No, it's not a line break. Though it's related. If you look at it in a hex editor you can see that it contains E2 80 A8 which translates to U+2028.

U+2028 is the code point for Line Seperator, which is an old symbol which was intended to be used as a universal line break marker, but in practice it's quite hit and miss in terms of which systems recognize it as such.

JSON does not consider it a line separator, which is why it's valid in JSON, but if it is parsed using different rules it might be considered invalid. JavaScript for instance used to treat it as a new line and thus did not accept it in a string. Though that was changed a couple of years ago specifically to attain consistency with JSON.

oldgithubman commented 3 months ago

@oldmanjk I have no problem parsing tokenizer.json with python json.loads. Maybe that's IDE problem

I haven't tried parsing it myself, but the file definitely has an unexpected line break and I'm not sure what's supposed to be there

No, it's not a line break. Though it's related. If you look at it in a hex editor you can see that it contains E2 80 A8 which translates to U+2028.

U+2028 is the code point for Line Seperator, which is an old symbol which was intended to be used as universal line break marker, but in practice it's quite hit and miss in terms of which systems recognize it as such.

JSON does not consider it a line separator, which is why it's valid in JSON, but if it is parsed using different rules it might be considered invalid.
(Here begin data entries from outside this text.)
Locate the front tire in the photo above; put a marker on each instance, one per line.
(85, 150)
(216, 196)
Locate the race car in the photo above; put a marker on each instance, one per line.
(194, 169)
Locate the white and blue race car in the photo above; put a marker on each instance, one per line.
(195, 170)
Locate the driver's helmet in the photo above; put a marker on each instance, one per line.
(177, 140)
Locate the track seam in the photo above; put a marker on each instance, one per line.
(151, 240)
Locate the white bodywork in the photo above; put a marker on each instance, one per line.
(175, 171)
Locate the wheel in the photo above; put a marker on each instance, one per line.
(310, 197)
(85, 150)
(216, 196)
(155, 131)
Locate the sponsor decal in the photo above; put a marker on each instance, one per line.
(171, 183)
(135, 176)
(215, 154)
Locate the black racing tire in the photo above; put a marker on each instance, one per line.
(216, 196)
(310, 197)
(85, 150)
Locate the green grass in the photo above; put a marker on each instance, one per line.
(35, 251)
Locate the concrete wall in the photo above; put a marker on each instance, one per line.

JavaScript for instance used to treat it as a new line and thus did not accept it in a string. Though that was changed a couple of years ago specifically to attain consistency with JSON.

This makes sense. Thank you. I'll update my post on huggingface with this explanation credited to you, if you don't mind

oldgithubman commented 3 months ago

@oldmanjk Also not seeing any problem with https://huggingface.co/google/gemma-2-27b-it/blob/main/tokenizer.json . There is no line break, just some uncommon symbols. In vim it looks like this:

Could it be that the screenshotted copy of tokenizer.json (#8240 (comment)) was somehow corrupted? Are there different versions of it released?
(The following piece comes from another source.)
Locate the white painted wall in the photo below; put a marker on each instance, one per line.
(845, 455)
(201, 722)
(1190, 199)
As @EliEron explained, there's supposed to be a "line seperator" there, so I assume @arch-btw 's and my text editors are displaying it correctly (mine shows same as his - I'm using xed). I'm surprised vim doesn't show it. Are you using windows? I'm using linux. I doubt it's corrupted because I downloaded several different copies from different sources and they're all the same (plus @EliEron 's explanation makes sense

Edit - I just installed vim and checked. This is what it shows for me (and seems to be the most-sensible representation so far): (The symbol is partially obscured by the double quote, only fully revealing itself when you put the cursor over it) I've been thinking about learning vim. Is it worth it?

oldgithubman commented 3 months ago

Readme update:

[!IMPORTANT]
Given the model instabilities with SDPA/ FA2, by default, the model inference would utilise eager attention.
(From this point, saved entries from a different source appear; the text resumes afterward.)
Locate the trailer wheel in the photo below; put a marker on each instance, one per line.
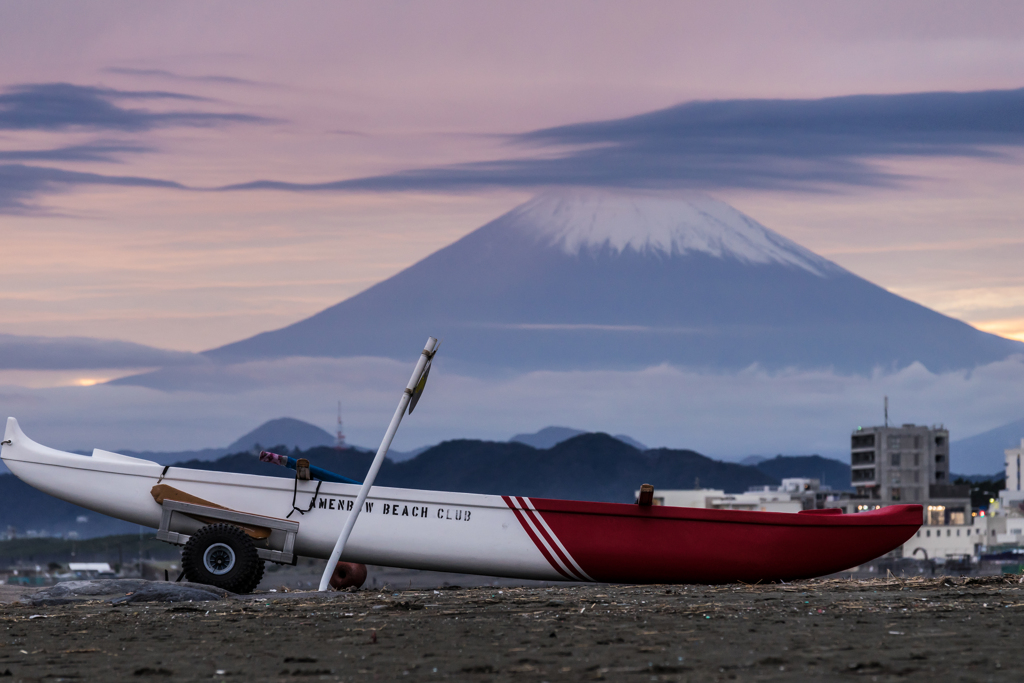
(224, 556)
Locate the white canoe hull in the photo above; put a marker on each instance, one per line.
(439, 530)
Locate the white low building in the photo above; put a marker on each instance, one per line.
(1012, 498)
(766, 501)
(939, 542)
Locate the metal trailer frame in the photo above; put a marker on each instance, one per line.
(286, 555)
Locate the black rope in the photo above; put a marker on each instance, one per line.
(295, 493)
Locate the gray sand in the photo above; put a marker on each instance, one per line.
(907, 630)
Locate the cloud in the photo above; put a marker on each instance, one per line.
(65, 105)
(19, 183)
(808, 144)
(23, 352)
(171, 76)
(89, 152)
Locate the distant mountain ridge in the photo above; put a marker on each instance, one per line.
(613, 280)
(985, 451)
(551, 436)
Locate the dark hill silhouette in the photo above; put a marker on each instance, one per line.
(830, 472)
(588, 467)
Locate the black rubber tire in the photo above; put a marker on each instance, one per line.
(233, 563)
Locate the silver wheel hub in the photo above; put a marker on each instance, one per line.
(218, 559)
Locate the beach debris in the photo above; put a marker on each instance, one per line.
(164, 592)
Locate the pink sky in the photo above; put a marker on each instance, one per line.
(379, 87)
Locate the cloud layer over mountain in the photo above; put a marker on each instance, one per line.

https://huggingface.co/google/gemma-2-27b-it/commit/2d74922e8a2961565b71fd5373081e9ecbf99c08

Does anyone know if this update requires requanting? https://huggingface.co/google/gemma-2-27b-it/commit/8a03e86ec981364ed298b84ca247373f94f4ad5f

ngxson commented 3 months ago

Readme update:

Important

Given the model instabilities with SDPA/ FA2, by default, the model inference would utilise eager attention.

https://huggingface.co/google/gemma-2-27b-it/commit/2d74922e8a2961565b71fd5373081e9ecbf99c08

Does anyone know if this update requires requanting? https://huggingface.co/google/gemma-2-27b-it/commit/8a03e86ec981364ed298b84ca247373f94f4ad5f

No. That's a config for inference runtime (pytorch), not applied to llama.cpp

arch-btw commented 3 months ago

This seems relevant to me...is it not? I made a post on your behalf on huggingface. I hope that's okay. If not, let me know

Totally okay @oldmanjk! Thank you for looking into this 👍

I should have added that it was for the 9b instruct model. Though, maybe they use the same tokenizer.json. Also, I'm using Kate editor with the default settings.

Here is the hash:

gemma-2-9b-it/tokenizer.json

SHA256:

727dd643e323b88489ef612616d6fa34608202e2b8a8ef286115b8150a8334d0

oldgithubman commented 3 months ago

Totally okay @oldmanjk! Thank you for looking into this 👍

You're welcome! Thanks for the thanks.

I should have added that it was for the 9b instruct model. Though, maybe they use the same tokenizer.json.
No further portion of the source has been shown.